Packaging in Brazil accounts for 29 percent of total urban waste. Of this 29 percent, about 60 percent is returned to manufacturers for recycling. “As a global society, we already have a solution to the perceived packaging problem: packaging that can be recycled is separated and what is leftover can be incinerated and turned into energy. We forget that oil goes into making plastic packaging, meaning plastic containers are essentially an open oil reserve that can be recovered at any time. Steel turns into steel again. Glass turns into new glass. Aluminum returns to aluminum. Packaging is not trash–it is a valuable raw material!” explained Mestriner.

Trends that are shaping the future

The future of packaging is in integral design, utilizing different materials combined with new technologies to achieve the best outcome and performance. And sometimes innovations originate from a breakthrough of existing formats.

Mestriner continued, “Take the stand up pouch, for example, one of the fastest growing packaging applications in the world. Why is it so popular? Because it's a bag that stands up!
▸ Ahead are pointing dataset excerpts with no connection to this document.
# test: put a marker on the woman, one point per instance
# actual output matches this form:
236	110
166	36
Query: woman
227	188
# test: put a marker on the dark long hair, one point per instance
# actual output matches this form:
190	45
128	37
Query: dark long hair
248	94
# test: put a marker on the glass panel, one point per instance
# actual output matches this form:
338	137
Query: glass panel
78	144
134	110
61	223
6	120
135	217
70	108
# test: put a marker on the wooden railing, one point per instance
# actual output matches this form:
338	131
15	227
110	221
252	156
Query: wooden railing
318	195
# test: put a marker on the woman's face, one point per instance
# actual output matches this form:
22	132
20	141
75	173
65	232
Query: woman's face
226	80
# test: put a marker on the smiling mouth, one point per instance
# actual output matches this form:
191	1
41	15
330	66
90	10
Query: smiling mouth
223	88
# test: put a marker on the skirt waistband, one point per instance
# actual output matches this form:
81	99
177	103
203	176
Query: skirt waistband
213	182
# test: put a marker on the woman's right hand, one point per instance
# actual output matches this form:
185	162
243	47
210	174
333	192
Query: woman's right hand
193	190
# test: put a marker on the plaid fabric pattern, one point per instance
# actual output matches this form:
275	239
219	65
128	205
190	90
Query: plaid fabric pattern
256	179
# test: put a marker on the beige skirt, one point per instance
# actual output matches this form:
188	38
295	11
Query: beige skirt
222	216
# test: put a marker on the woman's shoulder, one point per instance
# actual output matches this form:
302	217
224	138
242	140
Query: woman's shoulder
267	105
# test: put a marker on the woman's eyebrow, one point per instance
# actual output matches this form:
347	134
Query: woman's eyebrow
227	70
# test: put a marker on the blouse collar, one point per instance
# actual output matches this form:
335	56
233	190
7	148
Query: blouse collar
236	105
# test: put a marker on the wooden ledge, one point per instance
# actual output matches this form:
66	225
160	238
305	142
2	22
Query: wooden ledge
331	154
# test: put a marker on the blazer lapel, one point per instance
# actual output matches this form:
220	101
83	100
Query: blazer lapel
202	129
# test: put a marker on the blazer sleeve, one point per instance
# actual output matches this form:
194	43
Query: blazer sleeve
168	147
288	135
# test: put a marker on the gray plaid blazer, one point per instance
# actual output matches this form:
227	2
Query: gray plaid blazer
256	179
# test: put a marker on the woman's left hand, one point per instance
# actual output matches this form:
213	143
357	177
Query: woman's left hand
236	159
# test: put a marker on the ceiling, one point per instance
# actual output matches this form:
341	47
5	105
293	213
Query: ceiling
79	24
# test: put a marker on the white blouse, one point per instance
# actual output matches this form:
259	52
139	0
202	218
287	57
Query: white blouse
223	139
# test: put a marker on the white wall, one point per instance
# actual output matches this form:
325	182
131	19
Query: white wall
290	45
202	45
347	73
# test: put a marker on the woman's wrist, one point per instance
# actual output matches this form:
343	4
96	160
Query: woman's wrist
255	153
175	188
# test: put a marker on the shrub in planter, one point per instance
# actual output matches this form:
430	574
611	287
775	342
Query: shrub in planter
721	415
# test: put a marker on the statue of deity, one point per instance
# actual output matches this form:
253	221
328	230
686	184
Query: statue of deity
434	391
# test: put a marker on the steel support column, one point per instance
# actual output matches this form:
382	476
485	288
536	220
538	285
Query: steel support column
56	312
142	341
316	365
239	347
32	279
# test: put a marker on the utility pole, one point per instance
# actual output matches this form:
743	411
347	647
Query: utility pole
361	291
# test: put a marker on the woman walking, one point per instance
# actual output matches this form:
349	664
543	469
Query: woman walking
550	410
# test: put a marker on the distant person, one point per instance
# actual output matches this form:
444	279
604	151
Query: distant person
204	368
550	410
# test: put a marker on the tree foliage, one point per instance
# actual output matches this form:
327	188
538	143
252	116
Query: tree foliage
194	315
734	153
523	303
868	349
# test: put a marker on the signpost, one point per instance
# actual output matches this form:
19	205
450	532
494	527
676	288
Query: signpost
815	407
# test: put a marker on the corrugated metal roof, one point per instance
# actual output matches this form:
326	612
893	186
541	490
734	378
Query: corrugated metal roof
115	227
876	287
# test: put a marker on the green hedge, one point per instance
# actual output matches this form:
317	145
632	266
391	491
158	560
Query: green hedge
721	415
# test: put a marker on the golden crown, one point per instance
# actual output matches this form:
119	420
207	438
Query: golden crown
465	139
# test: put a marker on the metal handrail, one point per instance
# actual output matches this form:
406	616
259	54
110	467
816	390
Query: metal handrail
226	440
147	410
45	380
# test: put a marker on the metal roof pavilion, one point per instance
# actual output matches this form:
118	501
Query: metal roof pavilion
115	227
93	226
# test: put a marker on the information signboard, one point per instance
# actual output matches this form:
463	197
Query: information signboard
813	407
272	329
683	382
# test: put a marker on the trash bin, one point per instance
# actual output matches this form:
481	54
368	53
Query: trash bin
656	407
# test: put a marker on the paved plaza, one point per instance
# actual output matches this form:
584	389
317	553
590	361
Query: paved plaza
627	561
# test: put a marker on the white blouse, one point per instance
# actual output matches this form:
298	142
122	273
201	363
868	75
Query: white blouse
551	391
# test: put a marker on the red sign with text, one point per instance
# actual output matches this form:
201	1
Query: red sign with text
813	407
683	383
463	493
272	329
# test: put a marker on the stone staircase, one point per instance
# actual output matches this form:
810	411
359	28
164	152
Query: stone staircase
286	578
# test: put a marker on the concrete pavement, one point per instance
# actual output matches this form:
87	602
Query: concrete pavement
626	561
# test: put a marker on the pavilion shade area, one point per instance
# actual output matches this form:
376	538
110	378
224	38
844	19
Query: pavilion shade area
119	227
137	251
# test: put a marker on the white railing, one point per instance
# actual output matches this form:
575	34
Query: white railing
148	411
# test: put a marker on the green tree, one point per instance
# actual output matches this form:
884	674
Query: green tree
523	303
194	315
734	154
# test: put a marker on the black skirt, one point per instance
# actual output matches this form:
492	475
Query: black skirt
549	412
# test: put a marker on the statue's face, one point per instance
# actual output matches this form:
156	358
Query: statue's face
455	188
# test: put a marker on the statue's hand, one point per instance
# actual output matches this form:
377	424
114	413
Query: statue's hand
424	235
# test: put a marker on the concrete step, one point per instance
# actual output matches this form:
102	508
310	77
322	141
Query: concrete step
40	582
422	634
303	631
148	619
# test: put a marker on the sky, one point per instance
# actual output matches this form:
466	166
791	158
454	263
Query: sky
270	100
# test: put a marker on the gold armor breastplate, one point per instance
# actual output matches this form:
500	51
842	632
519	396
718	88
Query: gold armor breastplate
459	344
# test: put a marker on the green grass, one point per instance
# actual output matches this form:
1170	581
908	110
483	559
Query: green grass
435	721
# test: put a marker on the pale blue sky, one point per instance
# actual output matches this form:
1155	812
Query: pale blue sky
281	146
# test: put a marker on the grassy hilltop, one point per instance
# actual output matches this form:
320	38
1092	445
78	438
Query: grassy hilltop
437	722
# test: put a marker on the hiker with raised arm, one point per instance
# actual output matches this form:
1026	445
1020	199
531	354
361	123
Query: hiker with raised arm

By default, we tend to associate products that lie down as something with limited value; however, enabling the pouch to stand up completely changed its performance, and sales peaked.”

Professor Mestriner advises brand owners, materials suppliers and packaging designers to look beyond the consumer and study the specific packaging category before bringing new packaging applications to market. “Break down all the components of your innovation process and ensure there is supply available across the value chain. To achieve successful innovation, every link in the chain must be aligned when you propose new packaging, otherwise you are not proposing a new solution. Instead, you are creating a problem for the manufacturer of the product.”

"The determining factor for innovation in the industry is not technology,” concluded Mestriner, “It is courage. Innovation is a risk and only truly achieved by those who have the courage to take it.”


Fabio Mestriner
Professor of Packaging at ESPM

In addition to his role as Professor, Mestriner is a Brazilian designer with 38 years of professional experience. In addition, he is the Strategic Coordinator of the Brazilian Packaging Association and has authored numerous books. Having won multiple prizes for his work, Mestriner sat on the World Packaging Organization board between 2006 and 2008. In this edition of IN, Mestriner discusses the invaluable role of packaging in society, with a focus on the Brazilian market.